Some current OpenGL features were introduced first as extensions and eventually incorporated into the OpenGL core in a later version. For example, the glPolygonOffset() command is both an extension and a part of OpenGL 1.1. Usually when an extension is incorporated into an OpenGL version, the extension suffixes from the commands and enumerants are removed and functionality is unchanged from the extension specification. In rare cases, the behavior diverges from the original extension when implementation experience suggests useful improvements. For example, the EXT_polygon_offset, EXT_vertex_array and EXT_blend_logicop extensions changed a little when they were added to OpenGL 1.1, whereas the EXT_texture3D, EXT_texture_lod, extensions remained essentially the same when their functionality was incorporated into OpenGL 1.2.

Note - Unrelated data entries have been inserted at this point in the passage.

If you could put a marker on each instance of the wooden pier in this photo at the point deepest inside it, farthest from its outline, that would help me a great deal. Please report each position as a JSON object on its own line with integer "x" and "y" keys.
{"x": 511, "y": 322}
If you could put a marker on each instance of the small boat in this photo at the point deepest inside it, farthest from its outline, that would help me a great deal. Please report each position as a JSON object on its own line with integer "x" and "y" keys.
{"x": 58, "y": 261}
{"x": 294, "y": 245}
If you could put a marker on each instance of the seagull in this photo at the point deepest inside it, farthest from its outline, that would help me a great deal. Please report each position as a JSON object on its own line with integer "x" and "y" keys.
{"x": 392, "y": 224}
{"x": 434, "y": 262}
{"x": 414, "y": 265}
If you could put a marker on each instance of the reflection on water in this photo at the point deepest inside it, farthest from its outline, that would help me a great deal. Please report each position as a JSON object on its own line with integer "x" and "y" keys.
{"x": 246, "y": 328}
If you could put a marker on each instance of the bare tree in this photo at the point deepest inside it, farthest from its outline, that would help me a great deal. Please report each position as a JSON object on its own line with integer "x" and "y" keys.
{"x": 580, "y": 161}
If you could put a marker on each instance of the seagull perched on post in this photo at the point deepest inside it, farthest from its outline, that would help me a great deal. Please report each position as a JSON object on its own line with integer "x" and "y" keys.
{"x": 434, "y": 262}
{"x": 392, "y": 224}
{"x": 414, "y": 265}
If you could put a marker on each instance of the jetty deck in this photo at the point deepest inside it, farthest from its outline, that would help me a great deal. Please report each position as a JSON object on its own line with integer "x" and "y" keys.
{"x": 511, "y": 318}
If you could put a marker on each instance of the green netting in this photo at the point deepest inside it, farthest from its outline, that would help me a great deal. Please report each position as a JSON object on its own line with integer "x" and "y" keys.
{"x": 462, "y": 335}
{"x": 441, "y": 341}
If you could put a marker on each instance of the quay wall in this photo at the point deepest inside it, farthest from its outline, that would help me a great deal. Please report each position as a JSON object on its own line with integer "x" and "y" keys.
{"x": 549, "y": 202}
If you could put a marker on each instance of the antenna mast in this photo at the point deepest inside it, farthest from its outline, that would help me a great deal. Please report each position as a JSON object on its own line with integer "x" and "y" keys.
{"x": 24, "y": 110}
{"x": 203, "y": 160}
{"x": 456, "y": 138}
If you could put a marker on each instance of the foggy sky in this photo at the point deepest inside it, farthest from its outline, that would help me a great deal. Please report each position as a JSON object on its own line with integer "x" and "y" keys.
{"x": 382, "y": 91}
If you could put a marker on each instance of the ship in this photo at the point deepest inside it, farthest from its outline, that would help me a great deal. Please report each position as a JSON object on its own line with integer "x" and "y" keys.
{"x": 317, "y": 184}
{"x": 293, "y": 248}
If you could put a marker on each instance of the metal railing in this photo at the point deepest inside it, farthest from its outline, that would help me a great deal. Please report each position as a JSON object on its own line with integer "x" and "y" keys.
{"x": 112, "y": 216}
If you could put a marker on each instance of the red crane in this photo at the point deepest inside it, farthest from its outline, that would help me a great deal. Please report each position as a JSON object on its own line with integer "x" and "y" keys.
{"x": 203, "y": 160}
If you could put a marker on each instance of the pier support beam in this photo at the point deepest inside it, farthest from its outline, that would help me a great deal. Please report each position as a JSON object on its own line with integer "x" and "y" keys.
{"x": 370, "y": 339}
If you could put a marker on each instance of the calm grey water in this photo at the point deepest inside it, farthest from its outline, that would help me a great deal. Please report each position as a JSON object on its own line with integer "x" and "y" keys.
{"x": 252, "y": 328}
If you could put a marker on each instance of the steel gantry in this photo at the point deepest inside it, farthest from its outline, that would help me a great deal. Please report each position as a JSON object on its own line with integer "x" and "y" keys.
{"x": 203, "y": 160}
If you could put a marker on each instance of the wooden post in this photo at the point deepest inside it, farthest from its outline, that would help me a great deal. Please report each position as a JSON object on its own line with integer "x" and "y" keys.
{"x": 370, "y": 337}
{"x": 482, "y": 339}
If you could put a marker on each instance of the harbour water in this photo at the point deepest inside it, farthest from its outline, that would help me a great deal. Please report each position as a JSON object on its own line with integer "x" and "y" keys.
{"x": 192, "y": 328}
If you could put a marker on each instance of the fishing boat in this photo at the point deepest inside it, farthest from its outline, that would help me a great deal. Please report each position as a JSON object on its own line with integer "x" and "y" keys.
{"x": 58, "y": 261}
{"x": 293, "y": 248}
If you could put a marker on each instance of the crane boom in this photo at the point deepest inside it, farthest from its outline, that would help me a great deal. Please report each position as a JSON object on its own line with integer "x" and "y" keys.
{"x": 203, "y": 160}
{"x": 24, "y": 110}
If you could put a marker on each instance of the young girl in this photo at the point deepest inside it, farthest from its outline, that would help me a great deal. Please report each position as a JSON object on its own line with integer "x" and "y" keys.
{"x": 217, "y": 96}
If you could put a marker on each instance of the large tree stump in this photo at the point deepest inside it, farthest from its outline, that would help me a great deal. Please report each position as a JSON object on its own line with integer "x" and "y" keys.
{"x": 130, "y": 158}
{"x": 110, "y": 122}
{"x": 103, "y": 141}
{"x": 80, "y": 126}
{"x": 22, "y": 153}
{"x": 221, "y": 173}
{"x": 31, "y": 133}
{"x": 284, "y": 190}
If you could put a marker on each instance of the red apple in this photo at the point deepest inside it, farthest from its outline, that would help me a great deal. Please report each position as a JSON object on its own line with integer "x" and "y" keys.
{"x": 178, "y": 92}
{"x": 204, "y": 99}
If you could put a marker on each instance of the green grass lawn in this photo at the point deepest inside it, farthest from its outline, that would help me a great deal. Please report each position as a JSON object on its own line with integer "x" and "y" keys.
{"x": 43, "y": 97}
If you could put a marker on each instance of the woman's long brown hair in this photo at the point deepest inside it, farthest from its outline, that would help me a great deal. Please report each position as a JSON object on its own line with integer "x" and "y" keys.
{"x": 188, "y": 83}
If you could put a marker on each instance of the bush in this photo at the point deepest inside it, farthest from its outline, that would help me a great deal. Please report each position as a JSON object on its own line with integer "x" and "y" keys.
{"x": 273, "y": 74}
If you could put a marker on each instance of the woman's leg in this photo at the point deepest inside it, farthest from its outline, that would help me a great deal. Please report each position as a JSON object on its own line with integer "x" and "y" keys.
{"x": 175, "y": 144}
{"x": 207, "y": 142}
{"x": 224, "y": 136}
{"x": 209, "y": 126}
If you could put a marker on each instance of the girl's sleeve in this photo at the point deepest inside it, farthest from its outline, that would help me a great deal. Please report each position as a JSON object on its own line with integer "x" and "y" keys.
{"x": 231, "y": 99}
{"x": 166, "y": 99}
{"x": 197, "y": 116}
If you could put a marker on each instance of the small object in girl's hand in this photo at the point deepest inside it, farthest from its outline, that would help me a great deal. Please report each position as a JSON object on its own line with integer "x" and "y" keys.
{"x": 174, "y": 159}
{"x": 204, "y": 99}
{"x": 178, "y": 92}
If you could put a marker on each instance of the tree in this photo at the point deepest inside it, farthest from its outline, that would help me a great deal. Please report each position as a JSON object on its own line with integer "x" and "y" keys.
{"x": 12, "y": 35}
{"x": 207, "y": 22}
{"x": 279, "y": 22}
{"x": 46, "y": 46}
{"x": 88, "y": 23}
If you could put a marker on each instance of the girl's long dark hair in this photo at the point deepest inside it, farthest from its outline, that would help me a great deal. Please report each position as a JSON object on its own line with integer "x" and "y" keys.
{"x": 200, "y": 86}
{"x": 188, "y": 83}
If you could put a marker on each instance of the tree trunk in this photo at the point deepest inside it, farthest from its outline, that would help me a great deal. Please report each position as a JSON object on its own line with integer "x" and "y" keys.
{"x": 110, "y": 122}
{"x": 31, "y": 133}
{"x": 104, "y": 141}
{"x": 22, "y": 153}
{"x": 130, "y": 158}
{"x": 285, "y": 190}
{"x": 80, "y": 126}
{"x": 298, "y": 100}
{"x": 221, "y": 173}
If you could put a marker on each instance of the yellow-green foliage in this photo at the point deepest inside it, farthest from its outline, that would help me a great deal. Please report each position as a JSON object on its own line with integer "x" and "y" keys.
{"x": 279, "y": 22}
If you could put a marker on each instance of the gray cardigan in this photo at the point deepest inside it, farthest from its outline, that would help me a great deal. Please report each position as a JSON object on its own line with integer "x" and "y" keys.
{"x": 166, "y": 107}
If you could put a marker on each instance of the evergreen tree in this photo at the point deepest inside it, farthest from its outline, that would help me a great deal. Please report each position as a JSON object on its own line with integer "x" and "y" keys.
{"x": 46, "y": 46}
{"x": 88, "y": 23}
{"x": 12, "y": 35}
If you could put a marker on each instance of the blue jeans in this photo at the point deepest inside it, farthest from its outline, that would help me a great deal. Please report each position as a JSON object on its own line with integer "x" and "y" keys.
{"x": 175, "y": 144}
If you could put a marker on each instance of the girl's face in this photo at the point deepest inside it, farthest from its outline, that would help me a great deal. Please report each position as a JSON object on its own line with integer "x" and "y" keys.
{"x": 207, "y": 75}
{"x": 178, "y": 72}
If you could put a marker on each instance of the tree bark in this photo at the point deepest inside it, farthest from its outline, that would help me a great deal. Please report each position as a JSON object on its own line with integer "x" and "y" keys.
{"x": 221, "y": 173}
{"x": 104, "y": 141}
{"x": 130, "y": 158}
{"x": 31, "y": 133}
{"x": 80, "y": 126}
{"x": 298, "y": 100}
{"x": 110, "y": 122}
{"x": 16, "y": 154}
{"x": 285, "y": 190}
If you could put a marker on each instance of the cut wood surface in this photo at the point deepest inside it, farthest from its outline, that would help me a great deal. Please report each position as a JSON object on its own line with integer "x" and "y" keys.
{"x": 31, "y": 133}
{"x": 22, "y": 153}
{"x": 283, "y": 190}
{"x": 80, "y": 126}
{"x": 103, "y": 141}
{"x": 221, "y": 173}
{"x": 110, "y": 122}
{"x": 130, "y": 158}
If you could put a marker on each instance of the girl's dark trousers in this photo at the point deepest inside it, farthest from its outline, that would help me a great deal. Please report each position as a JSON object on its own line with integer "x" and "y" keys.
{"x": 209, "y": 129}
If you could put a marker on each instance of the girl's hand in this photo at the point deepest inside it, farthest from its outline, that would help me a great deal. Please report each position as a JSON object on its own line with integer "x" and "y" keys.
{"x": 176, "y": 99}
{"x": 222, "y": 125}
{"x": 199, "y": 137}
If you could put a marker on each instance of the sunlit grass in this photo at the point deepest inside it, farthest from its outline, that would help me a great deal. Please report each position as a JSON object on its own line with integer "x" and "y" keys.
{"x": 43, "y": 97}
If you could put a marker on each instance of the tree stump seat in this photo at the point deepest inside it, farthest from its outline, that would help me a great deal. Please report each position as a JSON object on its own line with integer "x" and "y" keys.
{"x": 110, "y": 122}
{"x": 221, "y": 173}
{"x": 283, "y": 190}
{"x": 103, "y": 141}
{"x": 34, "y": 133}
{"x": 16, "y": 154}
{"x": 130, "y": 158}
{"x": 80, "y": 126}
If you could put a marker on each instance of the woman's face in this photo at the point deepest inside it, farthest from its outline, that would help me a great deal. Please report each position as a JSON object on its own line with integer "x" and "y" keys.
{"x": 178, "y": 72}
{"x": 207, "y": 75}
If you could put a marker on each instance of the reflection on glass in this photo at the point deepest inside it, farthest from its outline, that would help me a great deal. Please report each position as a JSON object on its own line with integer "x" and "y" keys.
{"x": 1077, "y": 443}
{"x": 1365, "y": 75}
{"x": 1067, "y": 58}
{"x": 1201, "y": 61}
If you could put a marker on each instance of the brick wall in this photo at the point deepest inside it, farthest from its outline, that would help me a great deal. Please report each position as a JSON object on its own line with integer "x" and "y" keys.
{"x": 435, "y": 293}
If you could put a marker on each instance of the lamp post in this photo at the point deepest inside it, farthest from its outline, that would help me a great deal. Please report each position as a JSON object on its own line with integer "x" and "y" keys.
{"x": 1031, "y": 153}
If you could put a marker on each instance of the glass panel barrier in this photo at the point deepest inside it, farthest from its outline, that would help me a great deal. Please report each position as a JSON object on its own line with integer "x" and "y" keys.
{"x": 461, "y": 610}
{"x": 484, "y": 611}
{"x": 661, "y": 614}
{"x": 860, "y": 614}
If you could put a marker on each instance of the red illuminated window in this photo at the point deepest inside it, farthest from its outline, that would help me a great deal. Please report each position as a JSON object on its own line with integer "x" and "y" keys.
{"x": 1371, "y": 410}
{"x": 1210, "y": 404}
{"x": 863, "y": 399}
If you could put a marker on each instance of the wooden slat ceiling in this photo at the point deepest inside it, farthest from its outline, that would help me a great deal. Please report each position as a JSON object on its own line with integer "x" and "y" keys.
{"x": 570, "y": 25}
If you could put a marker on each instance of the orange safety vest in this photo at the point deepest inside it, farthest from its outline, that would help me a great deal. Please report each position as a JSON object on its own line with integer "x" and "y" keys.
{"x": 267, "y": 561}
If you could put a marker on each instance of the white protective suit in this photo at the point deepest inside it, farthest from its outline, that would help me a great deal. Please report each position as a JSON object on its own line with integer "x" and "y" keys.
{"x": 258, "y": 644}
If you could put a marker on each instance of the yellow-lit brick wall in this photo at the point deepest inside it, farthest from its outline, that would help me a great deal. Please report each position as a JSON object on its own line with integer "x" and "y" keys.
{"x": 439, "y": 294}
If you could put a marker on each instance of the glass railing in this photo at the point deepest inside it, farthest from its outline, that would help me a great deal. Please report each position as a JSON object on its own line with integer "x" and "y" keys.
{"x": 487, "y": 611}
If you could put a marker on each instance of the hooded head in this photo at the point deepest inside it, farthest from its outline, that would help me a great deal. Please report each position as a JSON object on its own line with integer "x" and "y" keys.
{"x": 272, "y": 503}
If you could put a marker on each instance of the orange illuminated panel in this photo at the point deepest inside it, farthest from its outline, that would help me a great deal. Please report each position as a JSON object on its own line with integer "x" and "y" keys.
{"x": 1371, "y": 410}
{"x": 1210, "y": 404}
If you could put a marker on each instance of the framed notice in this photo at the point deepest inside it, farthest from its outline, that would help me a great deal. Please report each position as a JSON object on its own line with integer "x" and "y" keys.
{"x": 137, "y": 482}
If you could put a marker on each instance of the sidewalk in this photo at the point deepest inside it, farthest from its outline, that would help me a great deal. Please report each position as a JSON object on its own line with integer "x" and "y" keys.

Some implementations of new versions of OpenGL may continue to support both the extension as well as the new version of the functionality. For cases where the core functionality behavior has diverged from the extension specification, the implemented extension behavior should still be compatible with the original extension specification.
While it is best to try to write applications to the latest version of OpenGL, sometimes it is desirable to support new and older versions of OpenGL as well as extensions within the same application in order to maximize the number of platforms the application will run on. To achieve this, the application must provide both compile-time and run-time guards to test for the existence of needed functionality for both the OpenGL version numbers and extension availability. At compile-time the OpenGL version can be tested with #ifdef GL_VERSION_1_1 and #ifdef GL_VERSION_1_2 and the run-time version can be tested with glGetStringGL_VERSION(GL_VERSION). The first few characters of the version string will contain the current version number: 1.0, 1.1, or 1.2.